I do think that the "take a pill" syndrome also has devastating social consequences. Kids today are exposed to Viagra, Zoloft and birth control ads, given Ritalin, inhalers and such; then asked where they got the idea that taking drugs would make them feel better.

Yes I fear the same. However I wonder if it's actually gonna have an opposite effect where kids won't be lured by the mystery and rebeliousness of taking drugs. One of the logics I use in arguments for legalization of drugs.

Anyways...sorry to hear all this Buck. You're a good guy. One of my best friends is a child cancer survivor. He was once of the first 50 people to receive radiation treatments and less than 5 of them survived. They were given 20x the amount of radiation they now use. He was a test subject and his internal organs are shot. He has constant surgery. If his dad was an oncologist he most likely would have died a long time ago. Anyways...I feel bad for people that have to suffer constantly and in need of immense medical treatments or surgery.

I do admire most doctors and nurses but I wouldn't want my children to be in the field. I think that's something that has changed the past 25 years. Kids used to want to be help people and be doctors...now people just want money such as plastic surgeons. BAH...it's all messed up now.

Buck Laser
01-04-2007, 01:55 AM
Bad as many things are, Labrocca, it ain't all bad. I have a younger cousin who's a neurological oncologist at MD Anderson Cancer Institute in Houston. He's also a lawyer because he got bored in med school. I've had some long conversations with him about the family genes we share, as well as about health and medicine in general. His views aren't fully orthodox, and he's in a position to have a major effect on the future of medicine.
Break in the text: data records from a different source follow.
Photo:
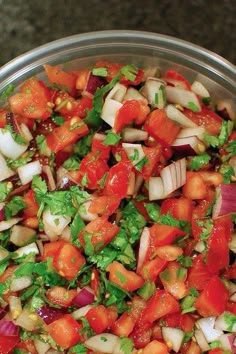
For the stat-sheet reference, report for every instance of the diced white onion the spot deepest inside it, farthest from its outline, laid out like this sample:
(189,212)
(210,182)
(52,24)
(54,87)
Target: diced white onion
(9,147)
(21,283)
(183,97)
(106,342)
(187,132)
(23,251)
(54,224)
(131,135)
(25,132)
(173,336)
(134,151)
(206,324)
(5,225)
(117,93)
(28,171)
(21,235)
(154,91)
(109,111)
(176,115)
(156,188)
(200,90)
(6,172)
(144,245)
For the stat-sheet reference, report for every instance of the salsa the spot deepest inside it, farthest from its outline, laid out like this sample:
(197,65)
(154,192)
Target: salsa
(117,214)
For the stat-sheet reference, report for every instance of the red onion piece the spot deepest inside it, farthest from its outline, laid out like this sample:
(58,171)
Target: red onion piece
(84,297)
(93,83)
(50,314)
(225,201)
(8,328)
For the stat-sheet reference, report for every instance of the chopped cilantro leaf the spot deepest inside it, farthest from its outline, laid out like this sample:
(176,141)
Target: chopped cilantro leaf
(193,106)
(126,345)
(197,162)
(72,163)
(15,205)
(5,189)
(100,72)
(111,138)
I've talked with my own doctors as well about the influence of big Pharma and big Insurance, as well as big Medicine. In a way, all of them have something to contribute to the future of our health care system, but it's gonna be a long, hard pull. As they're now structured, Big Pharma has a vested interest in the developing and marketing drugs that will be good sellers. I'll bet there's a whole lot more profit in selling love potions than there is in developing good drugs to fight cancer--and a whole lot less risk of lawsuits.
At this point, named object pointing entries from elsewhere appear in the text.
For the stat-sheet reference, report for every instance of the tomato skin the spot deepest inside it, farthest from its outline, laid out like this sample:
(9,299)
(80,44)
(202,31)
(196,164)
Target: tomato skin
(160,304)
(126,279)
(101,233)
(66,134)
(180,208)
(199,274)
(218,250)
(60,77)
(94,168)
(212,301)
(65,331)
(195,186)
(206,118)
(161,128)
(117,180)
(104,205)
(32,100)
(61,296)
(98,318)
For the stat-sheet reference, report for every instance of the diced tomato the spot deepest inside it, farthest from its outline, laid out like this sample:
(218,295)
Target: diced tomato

I was encouraged to see you say in an earlier thread that you see a need for a National Health Care Plan. I think it may come in the next couple of years. And the ironic thing is that I don't really need it. I've been on Medicare and supplemental health and prescription insurance from my last employer, and I simply don't have to worry about whether or not I'll be able to get the care I need when I need it.

People love to badmouth Medicare, but they're quick and efficient in their payments, and the only problems I've had has been with the hospital billing departments, which sometimes send the bill first to my supplemental carrier. My interpretation of that is that there are far worse bureaucracies extant outside of government than you're ever likely to find within gummint.

Professor
01-04-2007, 05:12 PM
I do admire most doctors and nurses but I wouldn't want my children to be in the field.Â*Â*


I also think most doctors, nurses and such do an incredable job. Two years ago I was hospialized 7 times within a year. Though I ran into some incompitant people and a few downright mean people the majority of them were kind and helpful.